NDTMS figures, given in a 2008 parliamentary question, confirmed that 131,468 people in the last year received methadone or buprenorphine. But only about 2% (about 4,000 patients) are referred to rehab, and there are even fewer psychosocial daycare programmes -- which means that 65,000-70,000 patients are unaccounted for. What percentage of the 65,000 are people seeking help forced to wait 12 weeks between an initial appointment and a second one, who are then labelled as being in "12 weeks retention"?  An independent audit could perhaps shed light.

2. WHY HAVE DRUG DEATHS RISEN?

The titles of these reports are self-explanatory: Male drug poisoning deaths highest in five years: Health Statistics Quarterly autumn 2008 published by the Office for National Statistics and Drug-Related Deaths in the UK - Annual Report 2008: Increase in the number of Drug-Related Deaths, published by the International Centre for Drug Policy at St George's University of London.  Widespread prescribing was justified as avoiding such results as are listed in these reports; furthermore, 20% involved methadone.
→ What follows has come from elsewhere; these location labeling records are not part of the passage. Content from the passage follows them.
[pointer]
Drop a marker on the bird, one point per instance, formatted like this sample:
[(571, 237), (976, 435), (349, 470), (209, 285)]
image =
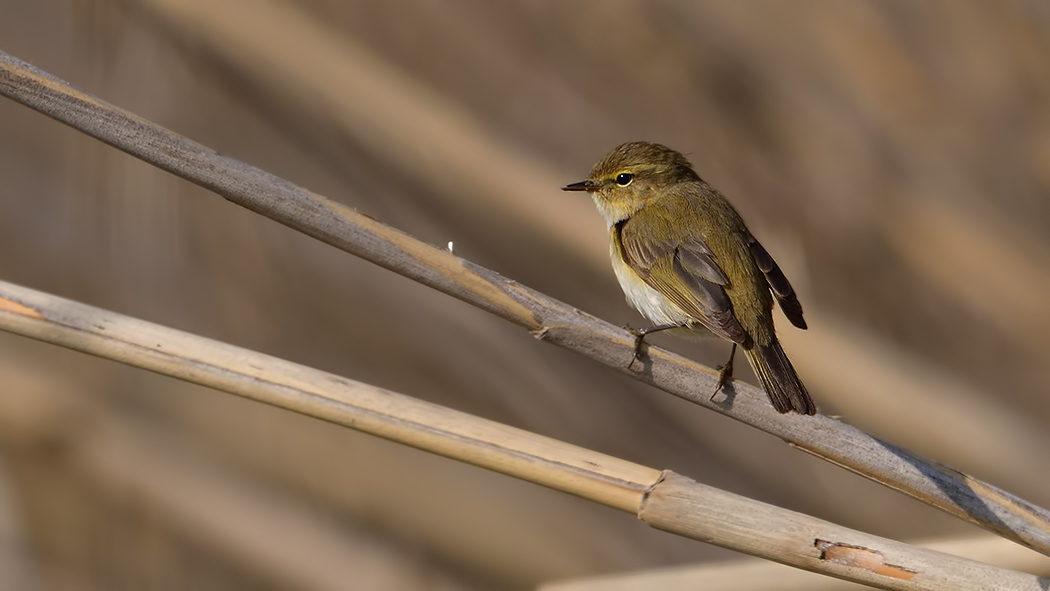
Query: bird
[(687, 261)]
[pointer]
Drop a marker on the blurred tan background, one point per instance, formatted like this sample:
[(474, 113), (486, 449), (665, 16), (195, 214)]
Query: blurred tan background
[(894, 156)]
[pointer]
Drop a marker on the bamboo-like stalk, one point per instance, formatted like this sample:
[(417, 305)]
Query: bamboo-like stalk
[(664, 500), (548, 319), (749, 573)]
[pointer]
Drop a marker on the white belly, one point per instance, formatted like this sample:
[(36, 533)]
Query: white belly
[(651, 303)]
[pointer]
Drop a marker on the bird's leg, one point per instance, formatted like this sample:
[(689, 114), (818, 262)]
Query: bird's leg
[(726, 373), (639, 337)]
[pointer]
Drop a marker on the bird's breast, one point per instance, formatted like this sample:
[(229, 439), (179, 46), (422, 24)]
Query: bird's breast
[(654, 305)]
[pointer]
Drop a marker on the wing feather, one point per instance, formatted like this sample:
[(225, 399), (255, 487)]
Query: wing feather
[(778, 283), (686, 273)]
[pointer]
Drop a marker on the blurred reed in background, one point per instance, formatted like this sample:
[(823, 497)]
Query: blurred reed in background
[(894, 156)]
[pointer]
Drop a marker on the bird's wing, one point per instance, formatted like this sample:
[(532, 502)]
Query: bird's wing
[(686, 273), (778, 282)]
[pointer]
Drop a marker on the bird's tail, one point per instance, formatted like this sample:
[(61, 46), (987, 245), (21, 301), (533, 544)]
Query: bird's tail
[(779, 380)]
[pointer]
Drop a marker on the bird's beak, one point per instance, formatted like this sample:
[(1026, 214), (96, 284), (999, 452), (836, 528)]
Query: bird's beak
[(582, 186)]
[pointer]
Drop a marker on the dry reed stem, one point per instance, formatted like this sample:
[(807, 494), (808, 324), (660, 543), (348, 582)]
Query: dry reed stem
[(749, 574), (664, 500), (548, 319)]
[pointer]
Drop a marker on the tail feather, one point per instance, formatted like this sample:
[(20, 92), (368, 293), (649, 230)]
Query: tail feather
[(779, 380)]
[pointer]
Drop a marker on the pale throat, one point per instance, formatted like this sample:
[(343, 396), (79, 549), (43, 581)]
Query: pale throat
[(614, 211)]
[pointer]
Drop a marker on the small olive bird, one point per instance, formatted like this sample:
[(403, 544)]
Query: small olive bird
[(686, 260)]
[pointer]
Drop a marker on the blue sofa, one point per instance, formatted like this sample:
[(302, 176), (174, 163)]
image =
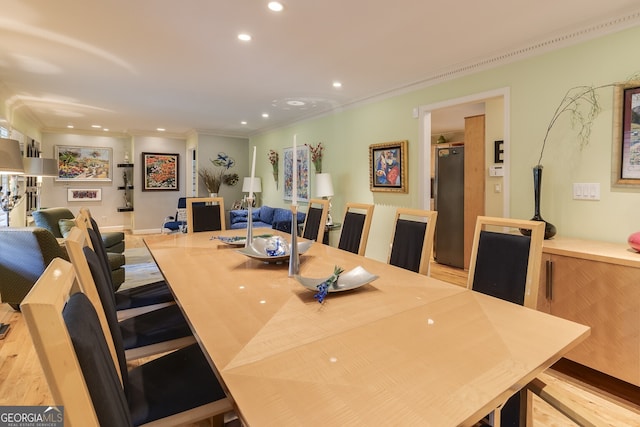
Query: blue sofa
[(264, 217)]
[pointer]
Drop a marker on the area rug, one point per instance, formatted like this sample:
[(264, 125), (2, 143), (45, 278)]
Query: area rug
[(139, 268)]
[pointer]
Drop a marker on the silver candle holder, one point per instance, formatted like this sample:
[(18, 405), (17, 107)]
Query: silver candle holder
[(249, 240), (294, 258)]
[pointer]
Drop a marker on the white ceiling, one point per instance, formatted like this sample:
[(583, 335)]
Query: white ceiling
[(136, 65)]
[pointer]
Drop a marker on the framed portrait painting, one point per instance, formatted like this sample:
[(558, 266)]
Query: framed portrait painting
[(302, 170), (77, 163), (388, 167), (160, 172), (84, 194), (626, 138)]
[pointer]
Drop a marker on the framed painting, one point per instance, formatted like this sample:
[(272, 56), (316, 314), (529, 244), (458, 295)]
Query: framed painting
[(84, 163), (160, 172), (84, 194), (388, 167), (626, 138), (302, 169)]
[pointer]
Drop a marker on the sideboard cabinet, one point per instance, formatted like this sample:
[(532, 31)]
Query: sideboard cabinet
[(596, 284)]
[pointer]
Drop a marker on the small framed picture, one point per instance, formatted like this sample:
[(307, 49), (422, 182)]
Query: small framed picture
[(626, 138), (84, 194), (160, 172), (301, 170), (388, 167)]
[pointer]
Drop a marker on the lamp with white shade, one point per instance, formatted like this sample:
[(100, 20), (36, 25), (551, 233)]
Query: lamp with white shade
[(324, 188), (10, 164), (39, 167), (247, 188)]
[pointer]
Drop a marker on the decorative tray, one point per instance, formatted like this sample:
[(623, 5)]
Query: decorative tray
[(261, 248), (351, 279), (238, 240)]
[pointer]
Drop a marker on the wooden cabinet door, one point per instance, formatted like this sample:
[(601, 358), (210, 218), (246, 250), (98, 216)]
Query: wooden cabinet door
[(605, 297)]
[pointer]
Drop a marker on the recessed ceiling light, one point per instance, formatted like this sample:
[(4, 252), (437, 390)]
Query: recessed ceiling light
[(276, 6)]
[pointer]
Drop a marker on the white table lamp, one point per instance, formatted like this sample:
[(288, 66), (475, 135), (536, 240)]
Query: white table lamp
[(10, 164), (257, 186), (324, 188), (39, 167)]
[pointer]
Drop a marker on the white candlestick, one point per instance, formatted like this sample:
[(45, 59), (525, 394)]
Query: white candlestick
[(253, 173), (294, 171)]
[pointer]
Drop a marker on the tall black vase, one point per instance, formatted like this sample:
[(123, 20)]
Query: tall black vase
[(549, 229)]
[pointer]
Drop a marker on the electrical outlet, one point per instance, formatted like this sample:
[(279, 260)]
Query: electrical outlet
[(586, 191)]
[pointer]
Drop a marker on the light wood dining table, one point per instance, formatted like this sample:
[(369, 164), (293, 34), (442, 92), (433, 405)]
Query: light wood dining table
[(405, 349)]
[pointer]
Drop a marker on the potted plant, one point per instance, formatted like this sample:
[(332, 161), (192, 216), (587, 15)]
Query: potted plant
[(582, 105), (214, 178)]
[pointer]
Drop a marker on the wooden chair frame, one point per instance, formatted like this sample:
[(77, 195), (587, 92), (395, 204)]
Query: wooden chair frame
[(75, 242), (367, 211), (83, 222), (558, 398), (508, 225), (427, 246), (323, 218), (212, 200), (42, 310)]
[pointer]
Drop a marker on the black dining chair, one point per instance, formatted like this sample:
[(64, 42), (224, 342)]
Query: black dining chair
[(205, 214), (316, 220), (129, 301), (175, 389), (178, 221), (412, 240), (355, 227), (506, 264), (146, 334)]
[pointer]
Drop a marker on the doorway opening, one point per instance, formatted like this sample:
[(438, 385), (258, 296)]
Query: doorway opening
[(445, 122)]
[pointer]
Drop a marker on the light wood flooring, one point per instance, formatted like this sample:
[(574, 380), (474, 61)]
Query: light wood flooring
[(22, 381)]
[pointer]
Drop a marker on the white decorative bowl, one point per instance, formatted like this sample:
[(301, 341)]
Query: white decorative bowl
[(257, 250), (351, 279)]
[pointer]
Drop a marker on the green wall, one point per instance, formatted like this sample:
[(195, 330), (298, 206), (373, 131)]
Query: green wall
[(536, 85)]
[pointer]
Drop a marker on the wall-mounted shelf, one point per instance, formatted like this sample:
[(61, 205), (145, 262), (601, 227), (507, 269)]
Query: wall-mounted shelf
[(127, 187)]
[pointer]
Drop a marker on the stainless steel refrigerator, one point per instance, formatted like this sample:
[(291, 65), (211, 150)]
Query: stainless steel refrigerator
[(449, 202)]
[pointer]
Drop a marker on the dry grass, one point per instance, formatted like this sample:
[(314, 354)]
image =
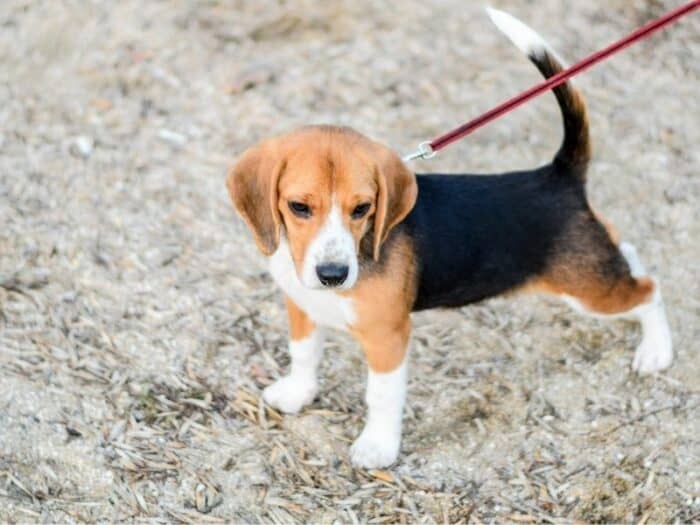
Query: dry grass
[(138, 326)]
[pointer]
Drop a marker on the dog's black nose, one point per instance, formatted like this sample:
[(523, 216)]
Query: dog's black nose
[(332, 274)]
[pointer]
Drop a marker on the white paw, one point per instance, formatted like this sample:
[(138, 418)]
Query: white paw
[(290, 394), (652, 355), (375, 449)]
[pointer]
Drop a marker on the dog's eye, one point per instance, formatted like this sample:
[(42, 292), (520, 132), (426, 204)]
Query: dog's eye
[(360, 210), (300, 209)]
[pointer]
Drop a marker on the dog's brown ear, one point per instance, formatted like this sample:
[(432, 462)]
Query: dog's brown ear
[(252, 184), (396, 195)]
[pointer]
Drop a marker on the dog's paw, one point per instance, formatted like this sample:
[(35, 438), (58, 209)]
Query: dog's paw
[(652, 355), (375, 449), (290, 394)]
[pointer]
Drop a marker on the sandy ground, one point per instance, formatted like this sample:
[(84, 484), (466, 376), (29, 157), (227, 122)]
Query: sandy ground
[(138, 325)]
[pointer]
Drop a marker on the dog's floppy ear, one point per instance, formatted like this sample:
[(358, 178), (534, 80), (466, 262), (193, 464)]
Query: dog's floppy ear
[(396, 194), (252, 184)]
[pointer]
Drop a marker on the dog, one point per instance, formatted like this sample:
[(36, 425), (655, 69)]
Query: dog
[(357, 242)]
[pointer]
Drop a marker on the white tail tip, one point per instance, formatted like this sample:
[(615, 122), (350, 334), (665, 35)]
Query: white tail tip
[(521, 35)]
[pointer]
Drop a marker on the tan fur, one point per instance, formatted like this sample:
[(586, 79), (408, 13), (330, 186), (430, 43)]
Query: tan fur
[(596, 294), (383, 305), (300, 326), (609, 227), (317, 165)]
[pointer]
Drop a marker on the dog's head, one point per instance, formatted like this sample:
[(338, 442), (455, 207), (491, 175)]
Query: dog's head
[(323, 188)]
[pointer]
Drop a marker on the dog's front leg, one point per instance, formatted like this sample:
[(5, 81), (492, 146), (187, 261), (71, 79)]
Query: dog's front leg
[(297, 389), (386, 349)]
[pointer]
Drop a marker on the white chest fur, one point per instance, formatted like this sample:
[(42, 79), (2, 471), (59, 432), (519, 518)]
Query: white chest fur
[(324, 307)]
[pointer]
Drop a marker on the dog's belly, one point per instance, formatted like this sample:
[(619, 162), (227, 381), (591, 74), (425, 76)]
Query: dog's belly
[(324, 307)]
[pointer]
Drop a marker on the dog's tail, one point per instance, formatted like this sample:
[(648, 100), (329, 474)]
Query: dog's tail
[(575, 151)]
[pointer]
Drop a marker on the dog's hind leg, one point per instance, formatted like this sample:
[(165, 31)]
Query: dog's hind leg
[(655, 351), (610, 282)]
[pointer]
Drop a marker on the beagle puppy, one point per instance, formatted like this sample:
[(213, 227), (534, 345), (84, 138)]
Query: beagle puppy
[(357, 242)]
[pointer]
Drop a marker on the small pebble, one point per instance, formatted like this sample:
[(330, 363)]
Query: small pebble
[(82, 146)]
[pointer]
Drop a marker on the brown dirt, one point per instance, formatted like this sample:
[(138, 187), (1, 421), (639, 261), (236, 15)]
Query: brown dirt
[(138, 325)]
3. WHY DID THE NTA DENY THE EXISTENCE OF ITS OWN TIER-4 NEEDS ASSESSMENT?

Addiction Today wrote to the NTA saying that "Another success story we would be happy to feature in an article is: What activities, and with what results, did the NTA undertake to implement the actions and recommendations from its own commissioned piece of work on Tier 4 needs, researched by David Best". We also offered to feature similar research by Ed Day on detoxification provision.  NTA communications director Jon  Hibbs responded about "the mysterious non-existence of any substantive piece of work from either Ed Day or David Best on the subjects you mention. We can't publish what we don't have".

Addiction Today managed to track down the research, which belongs in the public domain:
Download National needs assessment for Tier 4 drug services  (1.07Mb)
Download Tier 4 drug treatment-inpatient provision and needs assessment

4. WHY IS THE NTA DENYING THAT REHABS HAVE CLOSED?

Closed About 19 rehabs in the UK closed and others made counsellors redundant. Most depend on the state for clients – but it refers only 2% of drug abusers to drug-free treatment, creating a crisis of empty beds and waiting lists of people desperate to fill them.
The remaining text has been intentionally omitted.